The aim of this study was to build a CNN model specific for the analysis of the squash smear cytology of the brain tumor tissue and to check the validity of such AI Agents in detecting high-grade vs low-grade gliomas.
After preparing the dataset from smear cytology slides, a deep learning CNN Model designed specifically for handling such medical images was developed. Various steps in the process are described below.
Image Acquisition and Data Collection
Approval from Institutional Ethics Committee was obtained before collecting the data. Intraoperatively prepared squash smears slide of gliomas were acquired for surgeries done for 18 months period from June 2017 to December 2018 of gliomas from Department of Neuropathology. Of 500 slides scanned, an average of 20 representative images were obtained from each of the smear slides. Only non-overlapping uniformly spread, single cell layer parts and well stained areas in the slide were selected for imaging by expert neuropathologist. These images have to be selected this way for training purposes as in neural network training input data has to be labelled correctly. The ground truth was acquired from the final histopathology report.
These slide images were then converted into digital format by digital microscope (Olympus® Bz53, DP27 Camera). The data collected for the study were images of the squash smear slides whose final histopathology diagnosis was glioma. Images obtained were then divided into three sets, a training set, validation set and testing dataset (Figure 1). Images in the training set were only used to train the network and the rest of the images were only used for validation/testing. Of the total 10,000 images collected, 6,000 belonged to High Grade Glioma and 4,000 belonged to Low Grade Glioma. Amongst them, 3,200 were used for training and rest for testing/validation. Only high- and low-grade glioma were taken into consideration for this initial project as on squash smear or frozen section many times even by expert neuropathologist this much granularity can be obtained for gliomas and immuhistochemistry has to be done later during final histopathology reporting.
Image Preprocessing
The images acquired were of height of 480 pixels and a width of 612 pixels, coded in RGB Standard Code, and coded in 3 channels (612 x 480 x 3). The first image resolution was reduced to (150 x 150 x 3) for computing. After that image was vectorized into linear arrays on each channel. The arrays are then normalized with Min-Max Scaler Normalization and used as inputs. The input of the images was then processed through the Image Data Generator, to add randomness, noise, rotations, and other parameters for making data more generalized. Figure 2 demonstrates image before pre-processing (a) and after (b) pre-processing.
Building of CNN Model
Convolutional Neural Network (CNN) are standard deep learning methods to work with image data. CNN uses a convolution function mentioned below was employed:
Yk = f(Wk ∗ x)
This formula is an oversimplification of the actual convolution formula7, but in scope of this article, we consider it to fulfill its purpose. Here, the inputs are denoted by x, the filter for the kth feature map is denoted by Wk. The f (.)function denotes the Convolutional function and the Yk denotes the output of the function given the input x at the kth position. Convolution itself is a linear operator at its core.

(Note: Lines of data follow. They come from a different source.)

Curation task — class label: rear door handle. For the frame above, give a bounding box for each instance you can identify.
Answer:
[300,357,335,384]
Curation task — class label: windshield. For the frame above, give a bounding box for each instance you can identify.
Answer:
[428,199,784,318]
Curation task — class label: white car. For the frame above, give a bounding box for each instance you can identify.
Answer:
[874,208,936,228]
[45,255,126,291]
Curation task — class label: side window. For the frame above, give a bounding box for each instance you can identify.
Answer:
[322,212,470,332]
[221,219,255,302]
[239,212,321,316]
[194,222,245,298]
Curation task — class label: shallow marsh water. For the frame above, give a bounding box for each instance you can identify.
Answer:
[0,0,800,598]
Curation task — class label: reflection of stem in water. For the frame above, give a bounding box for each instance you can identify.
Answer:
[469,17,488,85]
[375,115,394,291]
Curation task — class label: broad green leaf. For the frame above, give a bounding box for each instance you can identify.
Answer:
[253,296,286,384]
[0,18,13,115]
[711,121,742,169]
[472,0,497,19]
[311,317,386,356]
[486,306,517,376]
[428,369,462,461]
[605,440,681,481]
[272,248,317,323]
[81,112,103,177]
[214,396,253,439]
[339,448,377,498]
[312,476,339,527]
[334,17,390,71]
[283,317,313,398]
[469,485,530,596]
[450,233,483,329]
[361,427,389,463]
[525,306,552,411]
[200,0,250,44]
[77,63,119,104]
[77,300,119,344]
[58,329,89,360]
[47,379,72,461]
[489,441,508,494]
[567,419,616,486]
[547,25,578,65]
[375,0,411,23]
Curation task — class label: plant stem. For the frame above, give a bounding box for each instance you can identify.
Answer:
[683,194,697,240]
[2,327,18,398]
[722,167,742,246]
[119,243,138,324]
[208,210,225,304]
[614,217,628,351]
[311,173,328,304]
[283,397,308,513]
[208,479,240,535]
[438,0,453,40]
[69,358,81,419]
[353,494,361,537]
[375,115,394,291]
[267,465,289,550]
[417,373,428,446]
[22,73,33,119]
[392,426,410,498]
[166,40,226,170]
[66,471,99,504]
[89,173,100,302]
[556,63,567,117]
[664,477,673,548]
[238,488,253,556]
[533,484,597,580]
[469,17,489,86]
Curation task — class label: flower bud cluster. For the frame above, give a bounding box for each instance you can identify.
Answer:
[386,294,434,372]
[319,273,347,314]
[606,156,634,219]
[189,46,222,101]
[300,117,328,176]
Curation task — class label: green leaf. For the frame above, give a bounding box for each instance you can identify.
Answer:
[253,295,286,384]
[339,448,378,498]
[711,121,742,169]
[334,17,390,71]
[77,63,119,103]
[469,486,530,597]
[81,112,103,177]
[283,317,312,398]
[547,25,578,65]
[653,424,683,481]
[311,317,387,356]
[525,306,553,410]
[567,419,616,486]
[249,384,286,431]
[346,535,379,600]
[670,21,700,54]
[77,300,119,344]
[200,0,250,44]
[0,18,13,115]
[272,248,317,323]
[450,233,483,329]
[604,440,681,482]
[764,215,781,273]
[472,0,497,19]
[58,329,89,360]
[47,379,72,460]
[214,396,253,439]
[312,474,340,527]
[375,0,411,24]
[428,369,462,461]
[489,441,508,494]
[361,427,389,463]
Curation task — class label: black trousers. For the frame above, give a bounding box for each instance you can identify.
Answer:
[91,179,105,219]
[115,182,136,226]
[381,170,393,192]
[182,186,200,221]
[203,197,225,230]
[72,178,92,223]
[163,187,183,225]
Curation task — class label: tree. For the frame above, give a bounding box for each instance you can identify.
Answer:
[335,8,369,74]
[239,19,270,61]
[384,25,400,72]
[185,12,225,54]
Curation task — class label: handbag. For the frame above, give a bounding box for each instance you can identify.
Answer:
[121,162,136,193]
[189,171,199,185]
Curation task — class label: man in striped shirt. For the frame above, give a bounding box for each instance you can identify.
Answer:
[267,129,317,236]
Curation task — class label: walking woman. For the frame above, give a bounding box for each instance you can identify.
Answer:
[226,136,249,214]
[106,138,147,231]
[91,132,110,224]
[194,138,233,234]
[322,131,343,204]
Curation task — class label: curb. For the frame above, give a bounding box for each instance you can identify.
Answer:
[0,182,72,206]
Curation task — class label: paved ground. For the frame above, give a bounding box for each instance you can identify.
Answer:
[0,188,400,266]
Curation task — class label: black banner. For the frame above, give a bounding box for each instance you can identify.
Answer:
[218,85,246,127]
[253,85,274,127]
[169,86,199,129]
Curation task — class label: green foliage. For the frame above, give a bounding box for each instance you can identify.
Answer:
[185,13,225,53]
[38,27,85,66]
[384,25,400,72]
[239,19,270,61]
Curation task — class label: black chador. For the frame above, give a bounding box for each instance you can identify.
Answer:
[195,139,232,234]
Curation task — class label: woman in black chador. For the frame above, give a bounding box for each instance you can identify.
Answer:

A CNN model was built based on VGG197 with added layers at the end which were specially curated to handle these processed images (Figure 3). Models were built in Python language with Keras library with TensorFlow as backend which all are open source packages. As can be seen in the below mentioned figure, the input is in the shape of (150x150x3) formation. The layers were later built as alternate layers of Convolutional function, as mentioned previously, with Pooling layers which are connected with each other via Dense connecting layers. Once the architecture of the model is built; on the top of the model another set of ANN is built and connected and the final 5 layers of the network are formed. These layers were specifically built considering the input and nature of data. Model is finally compiled with “Stochastic Gradient Descent (SDG)” with loss of function as “binary cross-entropy” and metrics of accuracy as “accuracy” and a total of 28,939,329 trainable parameters.
The final output layer was considered as only binary output and labelled as either ‘1’ for high-grade glioma or ‘0’ for low-grade gliomas. This layer has the activation function of “sigmoid”, which gives output probabilities between 0 and 1. This would provide the confidence in the probability of high-grade glioma or low-grade tumors in the CNN network’s prediction.
Training of Model
Afterward, the CNN Model was trained on a workstation with 16 GB RAM, the process augmentation was done with NVIDIA® RTX 2060 6 GB Graphic Processor, on Intel® Architecture which took 121.02 minutes to train in a batch of 32 images with 100 epochs. One should note that all of the training is done without any feature extraction and no human intervention whatsoever, also for actual reporting purposes much lower configuration of the computer system should suffice.
Validation and Statistics
The artificial neural network was trained using these images on the training set and the accuracies and cross-validation matrices were built. This would help in validating the fitness of the model for the generalized use and for practice in the real world. Statistical analysis was done by Scikit-Learn Library, which is integrated with Keras library.